There’s been an epidemic of public shootings in the US recently, with the latest being a gunman who was shot dead in the middle of New York City by police (who also shot 8 bystanders by accident) after having killed a former colleague (not to mention a rash of murder-butcheries in Canada recently). So does this really mean that the United States is full of guncrazy lunatics who love to buy and use weapons without any shred of responsibility or accountability, and idiots who fully support these rights even if it means crimes like the one above and the Colorado Batman cinema massacre are easier to commit? Probably there are quite a lot of people in the US like that, but it still wouldn’t be just to accuse all Americans of being gun nuts. The US is a nation of 300 million, the fourth biggest in the world, and it’s kind of pointless to paint it with simple stereotypes.
This goes the same for China, a nation of one point three billion (1,300,000,000), and the world’s third largest nation, and with subregions and subidentities. A lot of media coverage and public perceptions of China portray it as a giant, monolithic entity with articles proclaiming bold statements like China’s in trouble, China is booming, China is a land of great opportunity, China is a ticking time bomb, foreigners are all leaving China, and so on. Foreign Policy magazine has a new article on China in which Minxin Pei declares that “everything you know about China is wrong.” What if China isn’t rising, but is falling, Pei states and warns about the danger to the US of overestimating China. The article might be interesting to some people (so do take a look at it), but one problem with this is that it’s not just the US government who might be overestimating China, but the media, who often hype anything about China and in the process paint China as a single broad monochrome canvas.
On slightly more upbeat news about China’s global relations, here’s Der Spiegel about China’s positive relationship with Germany. Trade is booming between these two economic giants, though not everything is rosy. Still, the Germans seem to have a pragmatic approach that bodes well for future relations. Germany’s leader Angela Merkel knows that it’s essential to have a strong economic relationship with China, who is Europe’s main trading partner and vice versa. Also to avoid a unipolar US-dominated or a bipolar US-China world, it’s necessary to have China on board, who would be a much more reliable partner than Russia as Merkel seems to realize, from what the article says. Conversely for China, it’s smart to boost relations with Europe’s top power and ensure this relationship grows stronger.
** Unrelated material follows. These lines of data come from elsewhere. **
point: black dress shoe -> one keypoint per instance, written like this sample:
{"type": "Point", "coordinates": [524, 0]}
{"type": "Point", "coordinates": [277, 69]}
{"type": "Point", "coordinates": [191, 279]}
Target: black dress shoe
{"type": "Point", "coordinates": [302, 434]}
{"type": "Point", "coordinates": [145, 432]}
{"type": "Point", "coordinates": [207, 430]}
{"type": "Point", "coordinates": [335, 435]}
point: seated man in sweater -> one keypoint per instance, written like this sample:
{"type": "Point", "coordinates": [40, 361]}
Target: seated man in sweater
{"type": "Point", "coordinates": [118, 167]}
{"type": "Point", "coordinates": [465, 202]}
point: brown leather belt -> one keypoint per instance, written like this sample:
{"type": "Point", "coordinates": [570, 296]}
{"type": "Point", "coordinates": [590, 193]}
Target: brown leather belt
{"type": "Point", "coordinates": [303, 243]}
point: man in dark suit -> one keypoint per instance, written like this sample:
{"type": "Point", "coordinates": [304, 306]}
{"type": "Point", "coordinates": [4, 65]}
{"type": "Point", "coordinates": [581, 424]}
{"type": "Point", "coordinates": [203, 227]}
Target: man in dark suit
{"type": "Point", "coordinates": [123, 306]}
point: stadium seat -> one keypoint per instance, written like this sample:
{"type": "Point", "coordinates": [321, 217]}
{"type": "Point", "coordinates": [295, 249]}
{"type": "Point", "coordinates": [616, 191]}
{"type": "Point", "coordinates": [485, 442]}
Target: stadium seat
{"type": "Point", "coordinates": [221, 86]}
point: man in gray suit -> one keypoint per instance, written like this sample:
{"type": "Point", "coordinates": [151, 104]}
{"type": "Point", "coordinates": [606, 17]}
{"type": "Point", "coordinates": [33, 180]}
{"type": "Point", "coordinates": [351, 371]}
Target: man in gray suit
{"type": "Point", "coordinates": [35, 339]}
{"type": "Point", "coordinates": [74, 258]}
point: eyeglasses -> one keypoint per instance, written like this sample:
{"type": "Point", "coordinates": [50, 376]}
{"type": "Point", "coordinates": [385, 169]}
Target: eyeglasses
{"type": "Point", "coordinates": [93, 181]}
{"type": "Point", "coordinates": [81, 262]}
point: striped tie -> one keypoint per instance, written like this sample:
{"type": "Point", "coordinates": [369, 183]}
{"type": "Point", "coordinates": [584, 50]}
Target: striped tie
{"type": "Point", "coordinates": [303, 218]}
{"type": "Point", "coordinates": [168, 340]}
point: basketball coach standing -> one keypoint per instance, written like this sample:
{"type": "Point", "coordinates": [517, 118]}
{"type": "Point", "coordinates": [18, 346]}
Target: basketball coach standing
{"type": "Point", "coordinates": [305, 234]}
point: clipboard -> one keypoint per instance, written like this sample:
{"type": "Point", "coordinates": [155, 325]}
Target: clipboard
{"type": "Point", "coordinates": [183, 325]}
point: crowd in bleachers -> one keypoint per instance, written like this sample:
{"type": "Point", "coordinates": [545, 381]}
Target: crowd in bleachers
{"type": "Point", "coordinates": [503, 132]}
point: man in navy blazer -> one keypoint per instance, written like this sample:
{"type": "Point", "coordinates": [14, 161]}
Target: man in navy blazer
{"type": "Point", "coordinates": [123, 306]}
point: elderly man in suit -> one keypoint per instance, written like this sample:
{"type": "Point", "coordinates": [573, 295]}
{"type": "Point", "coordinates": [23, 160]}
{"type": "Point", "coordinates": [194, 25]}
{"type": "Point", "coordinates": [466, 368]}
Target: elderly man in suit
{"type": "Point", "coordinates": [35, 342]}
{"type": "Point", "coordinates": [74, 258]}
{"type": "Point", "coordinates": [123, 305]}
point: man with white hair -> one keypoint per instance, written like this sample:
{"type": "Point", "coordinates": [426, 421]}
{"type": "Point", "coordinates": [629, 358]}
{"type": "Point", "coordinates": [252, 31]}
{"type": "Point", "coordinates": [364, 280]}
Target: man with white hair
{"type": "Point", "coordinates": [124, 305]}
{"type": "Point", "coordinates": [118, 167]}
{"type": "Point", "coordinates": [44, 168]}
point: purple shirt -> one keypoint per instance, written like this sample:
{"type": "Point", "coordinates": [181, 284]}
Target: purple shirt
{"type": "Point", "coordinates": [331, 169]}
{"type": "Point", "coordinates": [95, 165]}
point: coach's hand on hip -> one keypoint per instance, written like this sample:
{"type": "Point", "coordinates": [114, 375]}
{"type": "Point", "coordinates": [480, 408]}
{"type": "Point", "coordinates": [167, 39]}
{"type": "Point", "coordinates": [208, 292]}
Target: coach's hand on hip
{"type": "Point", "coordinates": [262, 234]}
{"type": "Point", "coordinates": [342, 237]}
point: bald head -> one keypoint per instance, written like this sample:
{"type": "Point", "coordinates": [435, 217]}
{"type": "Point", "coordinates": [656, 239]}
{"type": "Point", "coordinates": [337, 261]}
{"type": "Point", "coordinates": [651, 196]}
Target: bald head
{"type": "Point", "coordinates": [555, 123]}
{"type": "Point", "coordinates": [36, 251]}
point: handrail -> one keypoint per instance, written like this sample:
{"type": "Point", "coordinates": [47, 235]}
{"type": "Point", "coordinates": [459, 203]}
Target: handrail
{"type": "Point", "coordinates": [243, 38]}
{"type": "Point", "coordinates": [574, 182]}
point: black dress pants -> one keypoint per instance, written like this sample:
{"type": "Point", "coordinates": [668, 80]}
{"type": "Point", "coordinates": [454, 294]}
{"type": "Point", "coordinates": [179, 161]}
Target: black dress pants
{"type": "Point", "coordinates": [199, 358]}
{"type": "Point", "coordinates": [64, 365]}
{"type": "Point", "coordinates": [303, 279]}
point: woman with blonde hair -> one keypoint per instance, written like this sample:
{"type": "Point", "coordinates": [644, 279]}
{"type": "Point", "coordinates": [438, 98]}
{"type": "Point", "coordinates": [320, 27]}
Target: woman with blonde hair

On to football, while Japan’s Shinji Kagawa has played very well for Manchester United as the new season begins, it’s sad to remember at one point United had signed a young Chinese star. It’s quite obvious that Dong Fangzhuo wasn’t quite ready for the opportunity and that he was mainly signed to give United a presence in the Chinese market, in other words, to sell shirts and win fans.
Finally, if there’s one really charming historical place in Taiwan, that would be the old capital of Tainan. I only went there once but the southern city has a number of interesting and well-preserved historical sights and still has a laidback atmosphere to it. One could liken it to Nanjing, China’s southern former capital city, which also has a nice charm and peaceful atmosphere. Of course Nanjing is not as sleepy and its historical sights have a more rugged and damaged condition due to the wars it’s suffered.